As you might imagine, the insurer’s right of subrogation can create a significant obstacle to settling your Maryland personal injury or medical malpractice lawsuit. Because the medical bills (and consequently the lien) often are extremely high, they can come close to wiping out any funds which would have been available to the injured plaintiff, leaving the injured plaintiff with next to nothing from his or her personal injury settlement.
Experienced personal injury and medical malpractice lawyers know that the keys to dealing with the issue of medical liens are to confront it head-on early in the litigation and to stay on top of it as the litigation proceeds. It is important that your personal injury or medical malpractice lawyer keep the lien in mind when making almost all decisions relating to the litigation, especially decisions regarding how much expense the case can afford to carry in relation to the case’s realistic value when judged in relation to the need to satisfy the lien at the time of settlement. Incurring too much expense in relation to a case’s value can seriously harm the injured plaintiff’s chances of walking away with money from a settlement when there is a large medical lien in play.

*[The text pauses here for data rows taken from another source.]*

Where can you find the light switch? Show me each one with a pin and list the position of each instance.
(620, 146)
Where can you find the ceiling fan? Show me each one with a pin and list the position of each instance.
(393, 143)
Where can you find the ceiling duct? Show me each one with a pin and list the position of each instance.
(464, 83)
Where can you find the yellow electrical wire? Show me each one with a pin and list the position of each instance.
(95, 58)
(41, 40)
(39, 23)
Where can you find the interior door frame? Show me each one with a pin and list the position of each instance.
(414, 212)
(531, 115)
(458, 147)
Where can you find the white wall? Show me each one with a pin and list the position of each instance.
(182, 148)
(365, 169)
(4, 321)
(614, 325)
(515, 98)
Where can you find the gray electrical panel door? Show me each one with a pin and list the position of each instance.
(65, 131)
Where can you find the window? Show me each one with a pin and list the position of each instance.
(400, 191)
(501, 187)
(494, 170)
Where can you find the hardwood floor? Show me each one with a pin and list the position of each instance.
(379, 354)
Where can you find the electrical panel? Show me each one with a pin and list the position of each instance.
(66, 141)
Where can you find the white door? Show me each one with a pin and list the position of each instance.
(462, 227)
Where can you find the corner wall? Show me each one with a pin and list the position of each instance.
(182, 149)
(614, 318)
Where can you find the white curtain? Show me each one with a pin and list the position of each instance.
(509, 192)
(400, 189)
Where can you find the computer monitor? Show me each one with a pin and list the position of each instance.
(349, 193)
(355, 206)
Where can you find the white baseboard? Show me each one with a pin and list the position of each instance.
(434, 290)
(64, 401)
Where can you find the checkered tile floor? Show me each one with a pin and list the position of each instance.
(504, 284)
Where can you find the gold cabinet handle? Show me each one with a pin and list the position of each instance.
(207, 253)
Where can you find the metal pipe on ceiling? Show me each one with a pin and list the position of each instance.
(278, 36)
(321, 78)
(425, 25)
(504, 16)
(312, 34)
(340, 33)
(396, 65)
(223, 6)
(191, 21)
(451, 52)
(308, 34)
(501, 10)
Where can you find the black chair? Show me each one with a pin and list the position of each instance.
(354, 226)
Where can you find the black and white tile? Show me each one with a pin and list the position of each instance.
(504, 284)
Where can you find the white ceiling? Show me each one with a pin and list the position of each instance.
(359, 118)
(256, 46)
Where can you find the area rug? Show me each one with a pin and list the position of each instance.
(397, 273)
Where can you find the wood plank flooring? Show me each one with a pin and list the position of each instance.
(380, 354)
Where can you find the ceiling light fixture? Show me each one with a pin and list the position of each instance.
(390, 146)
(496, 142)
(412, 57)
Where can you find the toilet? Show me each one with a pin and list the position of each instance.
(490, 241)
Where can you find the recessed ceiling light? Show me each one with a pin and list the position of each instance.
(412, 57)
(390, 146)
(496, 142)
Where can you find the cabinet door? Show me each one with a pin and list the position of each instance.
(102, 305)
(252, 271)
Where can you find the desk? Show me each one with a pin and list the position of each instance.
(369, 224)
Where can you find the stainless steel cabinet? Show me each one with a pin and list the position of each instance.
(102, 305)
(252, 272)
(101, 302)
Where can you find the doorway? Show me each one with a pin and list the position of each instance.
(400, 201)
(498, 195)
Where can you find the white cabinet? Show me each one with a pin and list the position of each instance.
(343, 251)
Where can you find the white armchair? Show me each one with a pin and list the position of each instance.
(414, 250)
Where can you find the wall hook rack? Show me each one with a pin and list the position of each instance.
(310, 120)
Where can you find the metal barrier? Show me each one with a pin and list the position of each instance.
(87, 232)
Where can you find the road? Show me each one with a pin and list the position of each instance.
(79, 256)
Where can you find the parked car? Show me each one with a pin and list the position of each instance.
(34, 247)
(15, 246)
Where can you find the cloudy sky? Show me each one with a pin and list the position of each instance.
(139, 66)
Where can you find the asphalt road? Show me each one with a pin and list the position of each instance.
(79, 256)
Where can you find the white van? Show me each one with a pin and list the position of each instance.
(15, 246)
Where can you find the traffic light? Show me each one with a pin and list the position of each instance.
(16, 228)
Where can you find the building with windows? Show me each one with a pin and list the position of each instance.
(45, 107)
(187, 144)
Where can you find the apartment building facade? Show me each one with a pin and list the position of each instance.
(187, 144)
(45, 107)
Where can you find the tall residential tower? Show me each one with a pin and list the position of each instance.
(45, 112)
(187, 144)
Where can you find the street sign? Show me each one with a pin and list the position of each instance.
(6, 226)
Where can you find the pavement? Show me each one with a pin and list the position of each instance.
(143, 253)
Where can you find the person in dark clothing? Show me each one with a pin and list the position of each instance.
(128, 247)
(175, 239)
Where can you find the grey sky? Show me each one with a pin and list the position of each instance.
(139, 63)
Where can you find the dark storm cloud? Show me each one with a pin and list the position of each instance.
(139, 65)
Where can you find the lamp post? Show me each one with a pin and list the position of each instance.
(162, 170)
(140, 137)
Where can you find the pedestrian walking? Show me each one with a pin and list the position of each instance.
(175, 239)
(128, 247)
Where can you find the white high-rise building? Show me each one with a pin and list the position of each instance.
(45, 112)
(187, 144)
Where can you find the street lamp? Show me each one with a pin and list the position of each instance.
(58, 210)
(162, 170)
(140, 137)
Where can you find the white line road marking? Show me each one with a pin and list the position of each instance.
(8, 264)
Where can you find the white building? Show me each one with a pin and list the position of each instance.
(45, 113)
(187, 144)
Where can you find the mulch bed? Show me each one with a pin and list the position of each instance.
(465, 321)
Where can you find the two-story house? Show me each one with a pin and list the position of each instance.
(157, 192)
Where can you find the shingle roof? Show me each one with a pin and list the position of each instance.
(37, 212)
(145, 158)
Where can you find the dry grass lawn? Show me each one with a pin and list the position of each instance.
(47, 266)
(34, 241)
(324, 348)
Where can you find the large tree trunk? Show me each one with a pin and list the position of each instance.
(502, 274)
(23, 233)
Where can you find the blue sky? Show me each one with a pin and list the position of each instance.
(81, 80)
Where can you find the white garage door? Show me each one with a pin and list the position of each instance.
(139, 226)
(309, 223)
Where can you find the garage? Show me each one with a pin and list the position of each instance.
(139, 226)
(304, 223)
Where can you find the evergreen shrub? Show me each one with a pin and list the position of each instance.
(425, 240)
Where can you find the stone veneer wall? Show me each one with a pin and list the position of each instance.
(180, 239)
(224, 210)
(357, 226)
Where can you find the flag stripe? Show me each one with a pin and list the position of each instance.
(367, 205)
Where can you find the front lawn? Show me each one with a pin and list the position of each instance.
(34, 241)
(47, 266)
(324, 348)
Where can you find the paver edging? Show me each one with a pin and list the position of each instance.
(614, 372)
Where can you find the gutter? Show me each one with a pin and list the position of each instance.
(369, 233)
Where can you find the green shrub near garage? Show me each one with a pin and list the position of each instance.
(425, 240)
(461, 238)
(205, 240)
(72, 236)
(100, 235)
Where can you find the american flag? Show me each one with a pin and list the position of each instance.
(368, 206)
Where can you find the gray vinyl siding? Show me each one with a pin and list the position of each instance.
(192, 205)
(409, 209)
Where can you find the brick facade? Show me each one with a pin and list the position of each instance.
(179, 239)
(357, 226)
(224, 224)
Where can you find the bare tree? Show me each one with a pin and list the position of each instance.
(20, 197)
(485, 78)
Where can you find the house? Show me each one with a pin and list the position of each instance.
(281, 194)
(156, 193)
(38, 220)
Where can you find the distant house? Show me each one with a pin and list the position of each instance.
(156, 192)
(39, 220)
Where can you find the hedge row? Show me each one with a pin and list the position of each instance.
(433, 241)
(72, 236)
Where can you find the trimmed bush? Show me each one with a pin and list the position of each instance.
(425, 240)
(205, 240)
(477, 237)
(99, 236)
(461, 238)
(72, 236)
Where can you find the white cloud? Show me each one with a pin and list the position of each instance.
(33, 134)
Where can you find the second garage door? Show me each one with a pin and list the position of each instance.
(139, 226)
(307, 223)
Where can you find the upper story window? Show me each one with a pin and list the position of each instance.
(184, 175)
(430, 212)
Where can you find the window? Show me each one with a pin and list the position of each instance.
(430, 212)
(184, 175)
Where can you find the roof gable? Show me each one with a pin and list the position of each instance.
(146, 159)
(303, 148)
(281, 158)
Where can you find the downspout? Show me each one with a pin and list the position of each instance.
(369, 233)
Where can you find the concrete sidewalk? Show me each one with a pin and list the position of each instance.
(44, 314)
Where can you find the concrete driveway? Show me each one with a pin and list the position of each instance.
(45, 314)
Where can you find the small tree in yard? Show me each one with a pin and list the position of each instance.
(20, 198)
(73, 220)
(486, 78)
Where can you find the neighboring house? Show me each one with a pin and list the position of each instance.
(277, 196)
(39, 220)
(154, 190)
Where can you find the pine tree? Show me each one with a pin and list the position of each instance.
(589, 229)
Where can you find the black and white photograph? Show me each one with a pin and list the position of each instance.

Finally, it is worth noting that the type and extent of an insurer’s subrogation right varies from insurer to insurer. Many insurers, including some private insurers and Medicare, will reduce the lien by what’s called “procurement costs.” That means that they will reduce it in proportion to the amount of attorneys’ fees and case expenses that the client had to incur in order to obtain the recovery. Other insurers will reduce even further than that if your personal injury or medical malpractice lawyer can present a compelling reason why the circumstances warrant such a reduction. Others, such as ERISA-based insurance plans, generally will not reduce the liens at all.